When a recruiter feels an affinity towards a candidate, they can subconsciously gravitate towards them. Once they find common correlations between themselves and the candidate, they may be more inclined to favour their application above others.

However, the risks in doing so are damaging to all applications as well as for diversity and inclusivity. Affinity bias unfairly disregards other candidates with who the recruiter shares the greatest differences.

A common occurrence in recruitment is hiring a ‘mini-me’. Candidates are favoured because they share similar personality traits to the hiring manager. Based on unconscious motives and a belief that this person will make a good hire because their character qualities align.

Human curiosity

“I want to be able to put a face to the name.”

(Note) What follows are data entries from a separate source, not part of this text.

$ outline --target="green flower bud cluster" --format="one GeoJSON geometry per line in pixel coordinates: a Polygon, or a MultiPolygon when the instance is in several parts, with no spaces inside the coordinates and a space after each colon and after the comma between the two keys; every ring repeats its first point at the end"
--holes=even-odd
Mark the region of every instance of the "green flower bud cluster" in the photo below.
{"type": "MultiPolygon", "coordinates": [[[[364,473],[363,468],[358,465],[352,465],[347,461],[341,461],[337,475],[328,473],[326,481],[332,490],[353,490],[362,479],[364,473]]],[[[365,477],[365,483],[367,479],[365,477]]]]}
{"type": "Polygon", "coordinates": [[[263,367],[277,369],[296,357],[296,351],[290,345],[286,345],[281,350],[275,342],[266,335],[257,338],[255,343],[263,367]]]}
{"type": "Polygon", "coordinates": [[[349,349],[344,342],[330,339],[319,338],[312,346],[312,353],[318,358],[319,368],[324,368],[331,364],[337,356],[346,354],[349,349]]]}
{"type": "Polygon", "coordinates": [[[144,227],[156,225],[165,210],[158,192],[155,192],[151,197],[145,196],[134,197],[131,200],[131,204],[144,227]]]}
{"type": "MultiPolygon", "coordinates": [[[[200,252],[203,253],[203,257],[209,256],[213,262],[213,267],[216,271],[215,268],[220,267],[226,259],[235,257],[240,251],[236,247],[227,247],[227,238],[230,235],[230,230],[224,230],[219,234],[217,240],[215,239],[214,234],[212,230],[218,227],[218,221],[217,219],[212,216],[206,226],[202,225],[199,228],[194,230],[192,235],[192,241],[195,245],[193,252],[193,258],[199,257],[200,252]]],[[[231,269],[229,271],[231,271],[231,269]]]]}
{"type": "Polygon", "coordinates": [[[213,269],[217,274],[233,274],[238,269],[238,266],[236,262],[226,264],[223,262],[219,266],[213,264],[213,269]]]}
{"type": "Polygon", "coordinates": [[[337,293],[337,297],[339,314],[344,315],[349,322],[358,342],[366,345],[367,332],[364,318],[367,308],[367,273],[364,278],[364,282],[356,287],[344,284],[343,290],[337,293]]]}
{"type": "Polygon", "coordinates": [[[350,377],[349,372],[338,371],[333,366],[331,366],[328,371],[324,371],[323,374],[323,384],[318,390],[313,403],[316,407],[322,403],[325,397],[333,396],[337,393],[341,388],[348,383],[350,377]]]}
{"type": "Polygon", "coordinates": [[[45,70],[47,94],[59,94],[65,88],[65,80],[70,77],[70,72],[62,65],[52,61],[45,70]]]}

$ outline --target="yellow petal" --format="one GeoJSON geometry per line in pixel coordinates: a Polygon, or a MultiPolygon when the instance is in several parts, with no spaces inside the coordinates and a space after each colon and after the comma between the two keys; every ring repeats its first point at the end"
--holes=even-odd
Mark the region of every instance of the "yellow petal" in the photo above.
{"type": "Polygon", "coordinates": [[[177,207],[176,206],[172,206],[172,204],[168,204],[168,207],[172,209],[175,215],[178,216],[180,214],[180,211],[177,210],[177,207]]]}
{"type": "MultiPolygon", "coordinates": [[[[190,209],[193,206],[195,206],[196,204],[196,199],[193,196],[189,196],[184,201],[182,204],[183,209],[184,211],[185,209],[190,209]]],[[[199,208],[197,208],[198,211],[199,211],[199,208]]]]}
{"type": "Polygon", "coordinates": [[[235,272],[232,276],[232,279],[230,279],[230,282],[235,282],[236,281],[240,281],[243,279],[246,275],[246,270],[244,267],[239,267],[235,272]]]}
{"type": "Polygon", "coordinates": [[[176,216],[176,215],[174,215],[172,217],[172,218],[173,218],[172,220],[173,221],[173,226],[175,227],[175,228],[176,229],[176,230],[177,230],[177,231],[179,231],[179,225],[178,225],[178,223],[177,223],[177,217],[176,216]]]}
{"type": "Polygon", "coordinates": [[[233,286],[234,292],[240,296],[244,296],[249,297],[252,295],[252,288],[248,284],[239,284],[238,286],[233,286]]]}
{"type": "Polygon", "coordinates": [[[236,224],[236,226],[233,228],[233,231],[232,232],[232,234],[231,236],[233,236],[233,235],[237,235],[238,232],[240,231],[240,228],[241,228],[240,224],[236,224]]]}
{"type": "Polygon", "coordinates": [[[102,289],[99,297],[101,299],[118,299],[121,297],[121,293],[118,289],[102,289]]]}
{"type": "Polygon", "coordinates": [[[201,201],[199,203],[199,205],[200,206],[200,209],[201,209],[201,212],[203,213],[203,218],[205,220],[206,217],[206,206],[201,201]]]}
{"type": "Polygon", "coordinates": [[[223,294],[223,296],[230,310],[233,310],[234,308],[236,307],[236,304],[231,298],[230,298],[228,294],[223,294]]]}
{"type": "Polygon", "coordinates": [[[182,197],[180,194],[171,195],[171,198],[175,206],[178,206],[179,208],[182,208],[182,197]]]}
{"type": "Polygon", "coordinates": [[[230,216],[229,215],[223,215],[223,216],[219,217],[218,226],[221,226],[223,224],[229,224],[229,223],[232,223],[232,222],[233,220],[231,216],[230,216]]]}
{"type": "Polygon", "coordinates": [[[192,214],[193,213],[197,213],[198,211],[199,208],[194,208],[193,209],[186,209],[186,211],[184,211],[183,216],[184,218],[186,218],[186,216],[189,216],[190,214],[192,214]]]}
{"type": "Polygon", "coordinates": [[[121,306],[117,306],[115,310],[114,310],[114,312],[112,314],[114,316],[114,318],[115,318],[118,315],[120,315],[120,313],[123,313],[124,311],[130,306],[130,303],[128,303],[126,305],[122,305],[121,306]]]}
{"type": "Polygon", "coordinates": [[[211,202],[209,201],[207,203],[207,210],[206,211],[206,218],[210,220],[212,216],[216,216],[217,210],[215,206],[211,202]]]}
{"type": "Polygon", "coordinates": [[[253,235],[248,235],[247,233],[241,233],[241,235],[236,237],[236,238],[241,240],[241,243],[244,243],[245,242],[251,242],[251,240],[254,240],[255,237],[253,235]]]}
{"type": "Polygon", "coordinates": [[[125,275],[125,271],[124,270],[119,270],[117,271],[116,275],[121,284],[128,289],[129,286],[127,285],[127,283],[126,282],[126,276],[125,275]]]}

Some recruiters use social media to settle curiosity prior to an interview. What do they look like? Will they look how I imagine?

The issue with this is, subconsciously they are letting appearances affect their hiring motives. If they don’t like the way someone looks will this mean they won’t get the job? Or what if the applicant doesn’t fit their mould of the ‘perfect’ candidate?

Consequently, candidates may be judged on their age, race, gender and other factors that could put them at risk of discrimination.

Why social media screening doesn’t always work…

Inconsistent results

Manual screening causes inconsistencies that make it difficult to collect fair results and also justify hiring decisions. Due to different factors influencing the screening process. Such as…

  • Candidates that use different social media platforms. Not every applicant will use the same sites, making it difficult to gain comparable results.
  • Some candidates may not even use social media, have active accounts or could completely privatise their profiles.
  • Different recruiters who favour different candidate ‘qualities’.
  • Not everyone is an active social media user, so where do these candidates rank?

How to reduce recruitment bias in social media

Implement consistency – screen every single candidate for the same criteria using the same social media platforms. This way it is easier to measure results and run a fairer comparison.

Utilise professional social networks – LinkedIn is the ideal choice. It can also be a useful way to verify a candidate’s education and employment history.

Set rules – for example, any candidates with inappropriate, offensive or even discriminatory content should be automatically unconsidered for the role.

Consider privacy – set boundaries. Digging deep into a candidate’s pictures from 5 years ago isn’t the most effective use of time.

Social screening technology – there are technologies available (such as Ferretly and Social Intelligence) that enable employers to run a background check on candidates via their social media profiles. Automatically configuring reports, for hiring teams to gain a greater overview of the potential applicants.